In her eighth novel, Mary Jane Clark spins a suspenseful story around what has become the signature element in her books --- an employee of the fictional organization KEY News encountering dire circumstances.
This time it's reporter Diane Mayfield, who is anticipating a much-needed vacation to the Grand Canyon with her kids when her boss derails the trip. Under threat of being fired if she doesn't accept the assignment, and with her sister and two children in tow, Diane heads to Ocean Grove, New Jersey, to cover a story for the television news magazine "Hourglass."
In this picturesque town on the Jersey Shore, things aren't as idyllic as they seem. Eighteen-year-old Leslie Patterson, who was missing for three days while an all-out search ensued, turns up on the grounds of the Ocean Grove Camp Meeting Area.
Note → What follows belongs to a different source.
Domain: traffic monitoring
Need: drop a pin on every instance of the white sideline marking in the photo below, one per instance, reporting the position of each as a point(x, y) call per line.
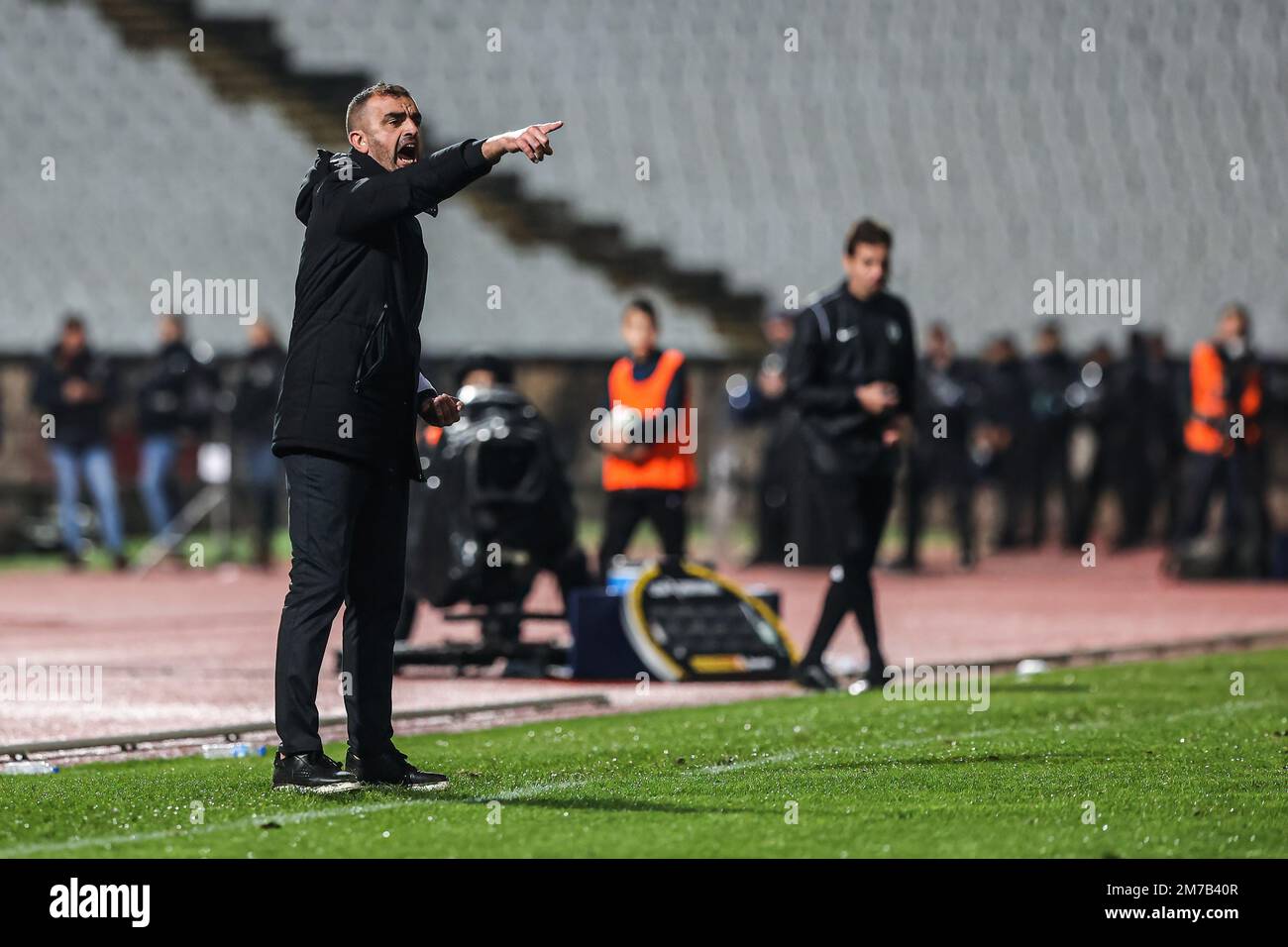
point(536, 789)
She claims to have been kidnapped, held in an unknown place by a man who forced her to dance with him in the dark. (The book shares its title with a song by rocker Bruce Springsteen, who hails from Asbury Park, a town where some of the action in the book takes place.) The authorities, though, believe she faked her own abduction. Their assumption is based in part on the fact that Leslie, who has a history of anorexia and cutting, was recently dumped by her boyfriend, Shawn, and wanted his sympathy. Diane lands an exclusive interview with Leslie for a piece about women who "cry wolf" to get attention.
When a second abduction occurs --- and leads to a murder --- it appears Leslie was telling the truth. Ocean Grove suddenly seems more menacing than scenic, and the clues begin to pile up. From a resident at the Ocean Grove Camp Meeting Area (a summer resort where vacationers live in colorful tent homes) to Leslie's unconventional therapist to her ex-boyfriend, just about everyone is a suspect and red herrings abound.
Diane is determined to follow up on every lead and be the first to uncover the truth. But her professional and personal paths collide when a member of her family goes missing, and the stakes are suddenly about much more than scooping the competition.
Although the emphasis on anorexia and cutting at times overwhelms the whodunit aspect of the plot, Clark --- a producer at CBS News --- is adept at using short, compelling chapters and vivid writing to keep the action humming along. If you're looking for a fun, fast-paced read for the beach or elsewhere, take a turn with DANCING IN THE DARK.